Among 179 consecutive pts treated by GK, 109 received IT and/or TT after the 1st GK. Median OSGK1 was 10.95 months and 1- and 2-year survival rates were 49.5% and 27.4%, respectively, versus a median overall survival (OS) of 2.29 months (p < .001) in those who did not receive IT or TT. In pts who initially had a single BM, median OS and 1- and 2-year survival rates were 14.46 months, 66.7% and 43.4%, respectively; in pts with 2-3 BMs: 8.85 months, 46.4% and 31%, respectively; in pts with >3 BMs: 7.25 months, 37.2% and 11.9%, respectively. Multivariate analysis for OSGK1 confirmed that IT and TT were significantly and highly protective. Best OSGK1 was observed in BRAF-wild-type pts receiving anti-PD1 or in BRAF-mutated pts receiving BRAF-inhibitors and anti-PD1 (12.26 and 14.82 months, respectively).

In real-life MM pts with BMs, a strategy aiming at controlling BM with GK together with TT and/or TT seems to achieve unprecedented survival rates ²⁾.

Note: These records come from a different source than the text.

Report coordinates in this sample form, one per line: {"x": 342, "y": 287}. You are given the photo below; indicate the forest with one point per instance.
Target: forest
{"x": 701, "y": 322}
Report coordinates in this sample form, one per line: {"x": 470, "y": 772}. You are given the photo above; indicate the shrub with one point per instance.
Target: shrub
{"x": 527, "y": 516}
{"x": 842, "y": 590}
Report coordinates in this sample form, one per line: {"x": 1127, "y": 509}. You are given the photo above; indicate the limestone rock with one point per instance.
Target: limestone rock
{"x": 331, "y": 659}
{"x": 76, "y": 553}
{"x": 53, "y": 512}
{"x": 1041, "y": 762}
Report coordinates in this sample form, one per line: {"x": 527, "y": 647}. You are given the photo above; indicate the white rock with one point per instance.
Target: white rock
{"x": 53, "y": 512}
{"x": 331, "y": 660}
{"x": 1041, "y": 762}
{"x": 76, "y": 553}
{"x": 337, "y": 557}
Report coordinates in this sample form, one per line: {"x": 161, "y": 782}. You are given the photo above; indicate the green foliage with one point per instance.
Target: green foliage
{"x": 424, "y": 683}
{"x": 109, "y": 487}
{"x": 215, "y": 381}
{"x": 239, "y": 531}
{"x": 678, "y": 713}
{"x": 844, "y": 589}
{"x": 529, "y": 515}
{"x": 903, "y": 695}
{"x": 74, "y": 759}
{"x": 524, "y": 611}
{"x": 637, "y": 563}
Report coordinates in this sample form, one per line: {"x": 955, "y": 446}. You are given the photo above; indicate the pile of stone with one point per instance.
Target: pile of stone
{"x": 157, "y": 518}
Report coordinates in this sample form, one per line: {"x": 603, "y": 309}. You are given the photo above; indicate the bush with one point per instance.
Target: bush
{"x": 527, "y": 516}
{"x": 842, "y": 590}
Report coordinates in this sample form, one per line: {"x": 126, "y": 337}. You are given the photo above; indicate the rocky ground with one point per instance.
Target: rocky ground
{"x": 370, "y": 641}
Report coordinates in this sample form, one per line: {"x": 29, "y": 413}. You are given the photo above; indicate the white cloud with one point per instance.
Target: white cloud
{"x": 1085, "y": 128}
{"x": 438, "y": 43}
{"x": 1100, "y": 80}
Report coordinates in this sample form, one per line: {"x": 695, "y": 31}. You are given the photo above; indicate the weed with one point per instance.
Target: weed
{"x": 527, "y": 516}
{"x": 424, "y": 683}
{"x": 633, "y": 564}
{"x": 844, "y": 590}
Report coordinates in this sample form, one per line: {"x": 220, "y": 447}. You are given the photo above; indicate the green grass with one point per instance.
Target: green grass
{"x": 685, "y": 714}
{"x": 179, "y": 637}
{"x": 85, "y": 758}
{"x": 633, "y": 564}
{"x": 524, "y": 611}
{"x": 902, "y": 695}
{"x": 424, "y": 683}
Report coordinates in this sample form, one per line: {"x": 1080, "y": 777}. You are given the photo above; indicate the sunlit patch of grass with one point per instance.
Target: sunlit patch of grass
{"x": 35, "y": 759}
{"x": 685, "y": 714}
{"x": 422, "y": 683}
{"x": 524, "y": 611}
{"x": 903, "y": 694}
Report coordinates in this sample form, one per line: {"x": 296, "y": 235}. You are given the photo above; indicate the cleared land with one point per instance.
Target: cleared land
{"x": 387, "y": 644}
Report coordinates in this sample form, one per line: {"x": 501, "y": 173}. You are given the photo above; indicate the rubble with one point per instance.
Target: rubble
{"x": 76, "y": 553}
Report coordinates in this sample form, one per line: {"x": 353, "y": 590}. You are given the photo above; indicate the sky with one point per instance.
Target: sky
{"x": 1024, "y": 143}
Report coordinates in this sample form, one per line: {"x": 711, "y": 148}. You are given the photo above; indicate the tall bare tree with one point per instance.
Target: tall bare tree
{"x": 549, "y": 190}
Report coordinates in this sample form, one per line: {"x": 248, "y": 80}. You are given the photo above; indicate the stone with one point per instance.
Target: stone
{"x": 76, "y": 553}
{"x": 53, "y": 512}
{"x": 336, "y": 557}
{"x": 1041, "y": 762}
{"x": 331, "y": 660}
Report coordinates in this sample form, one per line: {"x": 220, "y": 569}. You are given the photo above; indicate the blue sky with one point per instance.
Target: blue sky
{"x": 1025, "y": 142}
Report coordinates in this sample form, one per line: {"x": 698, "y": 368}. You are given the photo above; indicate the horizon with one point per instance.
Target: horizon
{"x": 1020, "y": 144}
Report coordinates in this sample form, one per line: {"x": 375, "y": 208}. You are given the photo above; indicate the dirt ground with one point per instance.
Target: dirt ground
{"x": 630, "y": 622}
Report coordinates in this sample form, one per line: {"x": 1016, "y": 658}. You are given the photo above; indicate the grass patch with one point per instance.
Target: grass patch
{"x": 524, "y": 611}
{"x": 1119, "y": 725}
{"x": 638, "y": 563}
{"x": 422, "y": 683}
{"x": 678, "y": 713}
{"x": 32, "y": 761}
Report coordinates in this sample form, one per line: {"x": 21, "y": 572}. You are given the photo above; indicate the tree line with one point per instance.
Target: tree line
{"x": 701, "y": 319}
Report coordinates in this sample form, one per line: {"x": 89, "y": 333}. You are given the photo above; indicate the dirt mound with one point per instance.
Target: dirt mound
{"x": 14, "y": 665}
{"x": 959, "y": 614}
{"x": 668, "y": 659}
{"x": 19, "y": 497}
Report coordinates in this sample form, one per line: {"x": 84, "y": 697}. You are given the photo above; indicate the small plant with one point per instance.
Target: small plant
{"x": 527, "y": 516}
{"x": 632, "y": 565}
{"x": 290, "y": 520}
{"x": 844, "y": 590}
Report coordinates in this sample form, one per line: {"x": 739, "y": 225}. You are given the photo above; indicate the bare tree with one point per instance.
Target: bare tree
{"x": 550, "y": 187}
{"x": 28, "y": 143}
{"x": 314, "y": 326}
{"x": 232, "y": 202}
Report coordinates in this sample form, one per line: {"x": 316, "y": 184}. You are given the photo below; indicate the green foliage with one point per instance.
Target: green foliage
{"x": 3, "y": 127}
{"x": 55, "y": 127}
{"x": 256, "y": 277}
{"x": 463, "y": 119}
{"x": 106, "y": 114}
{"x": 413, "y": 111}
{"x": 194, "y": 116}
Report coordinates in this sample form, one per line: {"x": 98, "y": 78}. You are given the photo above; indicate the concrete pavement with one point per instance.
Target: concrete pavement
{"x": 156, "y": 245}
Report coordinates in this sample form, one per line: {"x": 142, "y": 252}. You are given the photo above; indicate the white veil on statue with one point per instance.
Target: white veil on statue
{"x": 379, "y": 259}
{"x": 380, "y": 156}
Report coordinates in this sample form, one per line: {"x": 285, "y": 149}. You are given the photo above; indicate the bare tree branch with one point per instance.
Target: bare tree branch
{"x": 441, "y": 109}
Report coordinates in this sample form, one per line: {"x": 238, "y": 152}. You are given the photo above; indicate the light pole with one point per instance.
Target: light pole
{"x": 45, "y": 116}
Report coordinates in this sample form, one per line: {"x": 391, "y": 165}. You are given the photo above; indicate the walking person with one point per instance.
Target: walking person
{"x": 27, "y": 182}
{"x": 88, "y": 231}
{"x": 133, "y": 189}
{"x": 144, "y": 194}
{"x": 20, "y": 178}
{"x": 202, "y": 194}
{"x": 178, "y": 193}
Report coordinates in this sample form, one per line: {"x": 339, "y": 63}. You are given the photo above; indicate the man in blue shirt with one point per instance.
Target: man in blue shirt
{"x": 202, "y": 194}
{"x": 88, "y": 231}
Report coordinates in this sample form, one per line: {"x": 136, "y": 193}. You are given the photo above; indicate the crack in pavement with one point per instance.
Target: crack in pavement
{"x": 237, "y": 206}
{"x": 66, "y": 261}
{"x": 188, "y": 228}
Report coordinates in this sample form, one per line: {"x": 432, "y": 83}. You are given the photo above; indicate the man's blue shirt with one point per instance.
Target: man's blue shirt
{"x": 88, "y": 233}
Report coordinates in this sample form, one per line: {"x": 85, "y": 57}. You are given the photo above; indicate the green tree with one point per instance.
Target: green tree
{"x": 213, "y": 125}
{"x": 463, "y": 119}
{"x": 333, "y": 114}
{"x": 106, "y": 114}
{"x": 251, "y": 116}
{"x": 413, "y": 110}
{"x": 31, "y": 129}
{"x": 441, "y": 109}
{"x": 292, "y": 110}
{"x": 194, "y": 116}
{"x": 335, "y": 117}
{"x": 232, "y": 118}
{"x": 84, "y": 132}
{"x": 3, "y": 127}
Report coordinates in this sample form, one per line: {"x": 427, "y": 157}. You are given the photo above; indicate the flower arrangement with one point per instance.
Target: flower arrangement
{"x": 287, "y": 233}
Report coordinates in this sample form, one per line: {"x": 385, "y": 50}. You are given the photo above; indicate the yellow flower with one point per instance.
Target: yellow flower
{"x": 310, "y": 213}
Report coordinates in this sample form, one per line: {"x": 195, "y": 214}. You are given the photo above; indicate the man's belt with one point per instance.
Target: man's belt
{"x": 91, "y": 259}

Wolf et al prospectively collected treatment parameters and outcomes for 80 patients with melanoma brain metastases who underwent SRS. Thirty-five patients harbored the BRAF mutation (BRAF-M) and 45 patients did not (BRAF-WT). Univariate and multivariate analyses were performed to identify predictors of overall survival. The median overall survival from first SRS procedure was 6.7, 11.2 months if treated with a BRAF inhibitor and 4.5 months for BRAF-WT. Actuarial survival rates for BRAF-M patients on an inhibitor were 54 % at 6 months and 41 % at 12 months from the time of SRS. In contrast, BRAF-WT had overall survival rates of 28 % at 6 months and 19 % at 12 months. Overall survival was extended for patients on a BRAF inhibitor at or after the first SRS. The median time to intracranial progression was 3.9 months on a BRAF inhibitor and 1.7 months without. The local control rate for all treated tumors was 92.5 %, with no difference based on BRAF status. Patients with higher KPS, fewer treated intracranial metastases, controlled systemic disease, RPA Class 1 and BRAF-M patients had extended overall survival. Overall, patients with BRAF-M treated with both SRS and BRAF inhibitors, at or after SRS, have increased overall survival from the time of SRS. As patients live longer as a result of more effective systemic and local therapies, close surveillance and early management of intracranial disease with SRS will become increasingly important ³⁾.